McKinsey: You have recently undergone an internal transformation to prepare the Joint Warfare Centre for this. What lessons would you derive from that for NATO’s overall and larger transformation?
Erhard Bühler: Both the Joint Warfare Centre and NATO have become too static. The world is changing and NATO has to adapt. The alliance is a very large and powerful force for security and order in the world, but it can only retain its preeminent status if it evolves its self-understanding as an agile, lean learning organization. We need to reinvigorate and reinforce our processes. This has to be reflected at every level and calls for a great effort by everyone within NATO, be it military or civilian staff. We have seen significant changes toward this goal in the past, and I am confident that NATO will adapt to the new challenges on the horizon and beyond.
McKinsey: In the Joint Warfare Centre’s transformation, you explored the question of whether best practices from industry could be applied. What was your experience?

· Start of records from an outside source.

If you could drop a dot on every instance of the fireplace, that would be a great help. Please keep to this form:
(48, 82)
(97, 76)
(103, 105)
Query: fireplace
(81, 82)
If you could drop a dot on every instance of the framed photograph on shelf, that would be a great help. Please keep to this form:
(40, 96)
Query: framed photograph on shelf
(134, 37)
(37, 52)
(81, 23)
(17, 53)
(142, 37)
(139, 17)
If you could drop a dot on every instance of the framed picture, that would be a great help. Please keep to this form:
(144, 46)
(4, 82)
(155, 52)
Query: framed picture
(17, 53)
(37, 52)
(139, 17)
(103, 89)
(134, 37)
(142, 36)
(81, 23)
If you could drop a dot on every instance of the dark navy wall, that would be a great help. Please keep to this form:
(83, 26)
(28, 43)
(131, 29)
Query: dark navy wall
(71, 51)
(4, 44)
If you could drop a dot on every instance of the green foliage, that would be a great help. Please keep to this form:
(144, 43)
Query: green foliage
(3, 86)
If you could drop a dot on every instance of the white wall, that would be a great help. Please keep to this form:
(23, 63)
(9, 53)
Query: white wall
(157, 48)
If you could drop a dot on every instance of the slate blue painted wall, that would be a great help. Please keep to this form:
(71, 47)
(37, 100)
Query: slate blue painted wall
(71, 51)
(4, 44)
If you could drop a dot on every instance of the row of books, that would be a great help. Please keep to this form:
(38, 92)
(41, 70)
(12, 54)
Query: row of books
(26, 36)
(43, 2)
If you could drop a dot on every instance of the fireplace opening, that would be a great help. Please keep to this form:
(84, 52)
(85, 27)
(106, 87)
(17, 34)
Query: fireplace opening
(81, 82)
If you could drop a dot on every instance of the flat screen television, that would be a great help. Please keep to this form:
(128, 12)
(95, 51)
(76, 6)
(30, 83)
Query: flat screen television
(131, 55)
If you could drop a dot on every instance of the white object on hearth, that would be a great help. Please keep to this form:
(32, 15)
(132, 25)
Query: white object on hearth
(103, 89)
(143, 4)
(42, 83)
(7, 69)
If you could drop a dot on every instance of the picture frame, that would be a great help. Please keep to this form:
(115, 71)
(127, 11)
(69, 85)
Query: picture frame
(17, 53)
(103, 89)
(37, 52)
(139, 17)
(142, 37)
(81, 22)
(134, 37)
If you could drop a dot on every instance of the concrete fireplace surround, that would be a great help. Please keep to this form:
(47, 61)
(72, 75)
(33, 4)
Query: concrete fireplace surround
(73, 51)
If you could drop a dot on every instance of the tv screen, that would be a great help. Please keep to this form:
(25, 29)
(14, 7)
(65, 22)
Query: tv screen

Erhard Bühler: We can learn a lot from industry and the business world. Many business tools and concepts are applicable to the military world—not necessarily as they are currently understood but with some adaptation. Lean principles, resource-management tools, and change-management concepts can clearly find a home in the military. Military mind-sets are different, of course, and developing a military view on core products, efficiency, value propositions, and a project-oriented structure, among other such business ideas, is definitely a stretch in the beginning. However, we found that these concepts helped us focus on the important items. The military is conservative and traditional, but when it gets down to getting things done, we can be surprisingly open minded in exploring new concepts and approaches.